Thank you, this piece was very much about the edit. Taking out a lot of extraneous stuff and making sure that people who hadn't worked in theater would understand what I was talking about.

I would like to get back into theater but I don't know if I'd do it as a career again, the schedule will always be difficult. The move and time since I last worked a show will make finding an 'in' more difficult, but not impossible. I'd love to do someone's New Work's festival - where you work on a project for a week and are done.

I would be afraid to try cigarettes, for fear of becoming a smoker. I already have nightmares where that's happened. :O

There is a lot of stress and responsibility in managing a show, and it sounds as if it finally became too much.

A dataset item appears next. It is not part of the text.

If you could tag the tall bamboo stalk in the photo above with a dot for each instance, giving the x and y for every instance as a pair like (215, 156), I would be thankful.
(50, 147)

At least, with that particular group or after so much time in.

Any chance you might think about taking it up again after you've been in Colorado awhile?

I watched my Dad quit cigarettes when I was in grade school, which is how I got through college without smoking. If that first one had been amazing I probably would have stopped right there, not wanting to go through the pain of actually quitting.

I would like to get involved in theater again, but as much as I miss stage managing I'm not sure I'd go back to it as a career. The schedule - all nights and weekends - just gets harder as you get older, and was a part of my growing dissatisfaction the first time.

Also, thank you for adding a link in the voting thread! It's really appreciated that you noticed murielle and I and took the time.

Edited at 2017-07-26 10:16 pm (UTC)

Oh, you're welcome. I always kind of wish the Home Game entries would be linked on the poll post, say down below the poll but not in it, so more people would read them. But my request for that has not made any headway in changing the policy. ;)

Yipes! I guess everyone comes to the cigarette thing in their own way. I was allergic to cigarette smoke and so I never took a puff, but I wound up working at some night clubs as a DJ before they put a ban on smoking in places of that sort. I breathed in a pretty good share of fumes during those years.

All things in moderation, right? :) Maybe now you're ready to light it up again!

My Dad smoked until I was 8, and one of the big reasons I didn't start in college was remembering how hard it was for him to quit. But family members had always smoked so I was around it.

Heh! I don't hang out with nearly as many smokers since I stopped doing theater, so I don't have the ready access anymore. That would be a fun argument to make to a doctor, though.